Outlook: Aus shares set for modest gains

Market Reports


The Australian share market is poised to open with modest gains as it receives mixed to positive leads from offshore trading overnight. Wall Street indices are higher, as were European markets. However, commodities are lower. The European shares were mixed as EU leaders gathered in Brussels for a summit aimed at creating a permanent financial rescue fund for debt-laden euro-zone nations. Recent upbeat economic data coming out of the US saw stocks performing well.

US economic news: According to a Commerce Department Report, the number of new private home starts in the US has risen in November to 555,000. That was 3.9 per cent above revised October figures and higher than market forecasts. The Labor Department says the number of people filing for initial unemployment benefits has dropped by 3,000 to 420,000 in the latest week. That is the third drop in four week and although it is in line with what most economists predict, it signals the US economy is slowly regaining its footing.

On Thursday, the Dow Jones Industrial Average, closed 42 points higher to 11,499. S&P500 is up 8 points to close at 1,243 and the NASDAQ gained 20 points to 2,637.

European stocks were mixed: London’s FTSE is down 1 point, Paris is up 8 and Frankfurt is up 8.

To Asian markets, stocks were mixed: Hong Kong’s Hang Seng was down 307, Tokyo’s Nikkei up 2 points and China’s Shanghai Composite down 13 points.

The Australian share market finished higher on Thursday. The S&P/ASX 200 Index closed 16 points higher at 4,784 and on the futures market the SPI was up 11 points. Turning to currencies and the Aussie Dollar at 8:25AM was buying 98.96 US cents, 63.31 Pence Sterling, 83.18 Yen and 74.78 Euro cents.

Company news: Yesterday, shares in Brockman Resources Ltd (ASX:BRM) closed 0.41 per cent higher at $4.92. Junior iron-ore miner Brockman Resources has announced it is in advanced talks with Fortescue Metals Group Ltd (ASX:FMG) on rail access, coming one step closer to an infrastructure solution for its $1.3 billion iron ore project. Brockman says it is working towards a solution for end-to-end rail haulage, port access and marketing service for its Marillana iron ore project based in Western Australia’s Pilbara region.
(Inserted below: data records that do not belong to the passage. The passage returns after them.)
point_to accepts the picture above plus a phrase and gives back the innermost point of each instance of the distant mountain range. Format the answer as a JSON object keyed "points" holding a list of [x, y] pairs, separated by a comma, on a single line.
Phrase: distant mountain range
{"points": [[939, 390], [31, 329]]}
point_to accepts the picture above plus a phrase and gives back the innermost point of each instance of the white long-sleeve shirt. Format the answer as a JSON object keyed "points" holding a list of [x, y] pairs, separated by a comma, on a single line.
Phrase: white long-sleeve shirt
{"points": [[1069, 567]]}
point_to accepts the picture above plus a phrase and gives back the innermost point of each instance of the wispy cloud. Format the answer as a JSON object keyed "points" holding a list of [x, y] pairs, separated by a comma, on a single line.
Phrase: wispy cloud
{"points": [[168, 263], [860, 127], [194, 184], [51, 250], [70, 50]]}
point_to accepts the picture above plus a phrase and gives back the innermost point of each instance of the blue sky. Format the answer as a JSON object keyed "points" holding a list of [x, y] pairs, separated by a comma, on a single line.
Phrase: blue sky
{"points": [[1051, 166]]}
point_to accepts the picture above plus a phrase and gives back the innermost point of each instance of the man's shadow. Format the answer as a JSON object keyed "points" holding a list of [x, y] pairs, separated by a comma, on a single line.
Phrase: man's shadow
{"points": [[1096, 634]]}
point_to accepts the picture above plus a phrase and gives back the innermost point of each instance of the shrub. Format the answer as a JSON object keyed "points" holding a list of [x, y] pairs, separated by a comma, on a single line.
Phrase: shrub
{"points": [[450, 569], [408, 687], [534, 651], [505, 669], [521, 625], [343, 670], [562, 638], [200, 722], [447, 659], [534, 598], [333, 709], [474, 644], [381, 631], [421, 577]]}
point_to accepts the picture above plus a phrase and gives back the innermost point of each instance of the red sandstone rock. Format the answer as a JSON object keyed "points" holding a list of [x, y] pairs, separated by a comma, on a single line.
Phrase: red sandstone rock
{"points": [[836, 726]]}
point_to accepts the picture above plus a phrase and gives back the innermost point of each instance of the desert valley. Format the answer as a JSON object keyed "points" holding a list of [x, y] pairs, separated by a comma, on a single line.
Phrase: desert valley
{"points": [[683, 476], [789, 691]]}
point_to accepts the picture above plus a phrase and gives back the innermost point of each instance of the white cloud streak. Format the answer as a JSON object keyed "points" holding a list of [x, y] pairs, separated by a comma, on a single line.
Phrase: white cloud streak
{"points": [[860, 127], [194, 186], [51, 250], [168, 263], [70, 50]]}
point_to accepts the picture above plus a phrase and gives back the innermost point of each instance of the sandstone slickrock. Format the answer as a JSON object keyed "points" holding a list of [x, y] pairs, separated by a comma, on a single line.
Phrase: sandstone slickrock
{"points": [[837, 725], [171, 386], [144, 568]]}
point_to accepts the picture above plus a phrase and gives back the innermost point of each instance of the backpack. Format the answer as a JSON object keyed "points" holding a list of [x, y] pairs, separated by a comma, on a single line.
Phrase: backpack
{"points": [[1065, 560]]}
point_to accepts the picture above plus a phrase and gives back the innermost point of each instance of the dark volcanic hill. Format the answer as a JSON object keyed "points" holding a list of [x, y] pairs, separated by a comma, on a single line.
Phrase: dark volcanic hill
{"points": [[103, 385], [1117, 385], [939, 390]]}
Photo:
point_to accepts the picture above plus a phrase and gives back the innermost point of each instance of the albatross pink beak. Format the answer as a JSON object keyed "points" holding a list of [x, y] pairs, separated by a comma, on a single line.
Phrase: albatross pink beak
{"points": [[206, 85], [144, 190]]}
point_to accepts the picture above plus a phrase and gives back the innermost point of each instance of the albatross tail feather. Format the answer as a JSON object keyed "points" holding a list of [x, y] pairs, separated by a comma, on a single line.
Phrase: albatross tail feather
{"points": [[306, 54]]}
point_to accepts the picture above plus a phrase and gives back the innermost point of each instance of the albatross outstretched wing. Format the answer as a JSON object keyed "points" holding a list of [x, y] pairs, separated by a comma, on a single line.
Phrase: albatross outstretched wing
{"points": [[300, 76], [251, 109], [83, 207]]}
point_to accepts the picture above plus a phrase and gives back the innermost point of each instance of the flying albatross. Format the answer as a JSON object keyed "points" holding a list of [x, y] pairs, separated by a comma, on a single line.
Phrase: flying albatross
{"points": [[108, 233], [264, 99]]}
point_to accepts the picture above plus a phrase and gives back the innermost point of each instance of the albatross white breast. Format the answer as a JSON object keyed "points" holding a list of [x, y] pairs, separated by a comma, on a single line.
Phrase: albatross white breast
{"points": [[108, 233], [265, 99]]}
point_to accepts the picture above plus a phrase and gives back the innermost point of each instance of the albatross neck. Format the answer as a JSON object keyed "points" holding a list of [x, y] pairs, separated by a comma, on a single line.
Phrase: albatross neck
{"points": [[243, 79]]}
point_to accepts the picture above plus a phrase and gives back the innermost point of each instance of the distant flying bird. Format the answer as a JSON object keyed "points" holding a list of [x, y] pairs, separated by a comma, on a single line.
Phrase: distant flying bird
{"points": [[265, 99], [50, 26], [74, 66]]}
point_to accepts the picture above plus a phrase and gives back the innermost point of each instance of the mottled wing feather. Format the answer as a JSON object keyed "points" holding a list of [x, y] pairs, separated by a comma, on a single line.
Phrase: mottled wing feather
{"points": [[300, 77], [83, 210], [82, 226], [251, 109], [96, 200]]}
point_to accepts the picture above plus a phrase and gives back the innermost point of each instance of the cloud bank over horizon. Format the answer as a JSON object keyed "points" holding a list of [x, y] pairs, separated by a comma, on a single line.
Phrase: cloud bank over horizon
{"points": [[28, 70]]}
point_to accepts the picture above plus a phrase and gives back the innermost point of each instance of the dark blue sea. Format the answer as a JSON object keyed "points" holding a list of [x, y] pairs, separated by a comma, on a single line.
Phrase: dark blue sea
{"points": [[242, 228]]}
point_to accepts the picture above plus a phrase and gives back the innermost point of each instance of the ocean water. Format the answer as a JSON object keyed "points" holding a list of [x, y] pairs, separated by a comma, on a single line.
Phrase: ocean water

For the year ended 30 June 2010, Brockman reported a net loss of $24.2 million.

On Thursday shares in National Australia Bank Ltd (ASX:NAB) closed 0.04 per cent lower at $24.44.National Australia Bank’s chairman Michael Chaney has taken a swipe at criticism directed towards the banking industry on mortgage rates, calling it ‘unjustified and unfair.’ Mr Chaney lashed out at what he called ‘bank bashing’ and says people that argue there has been a collapse in competition following the global financial crisis are wrong. Mr Chaney’s remarks round off an outspoken week where the Big Four have been extremely vocal about threats of industry re-regulation or the Government’s efforts to create a fifth pillar. For the year ended 30 September 2010, NAB reported a net profit of $4.2 billion.

Ex-dividends: There are two companies going ex-dividend today and they are NetComm with a $0.05 fully franked dividend and Singapore Telecommunications with a $0.0521 unfranked dividend. And coming up on Monday is PaperlinX SPS Trust.

Commodities: Gold is down $15.20 to $US1,371 US an ounce for the February contract on Comex, silver is down $0.47 to $28.78 for March and copper is down $0.02 at $4.12 a pound. Oil is down $0.92 at $87.70 for January light crude in New York.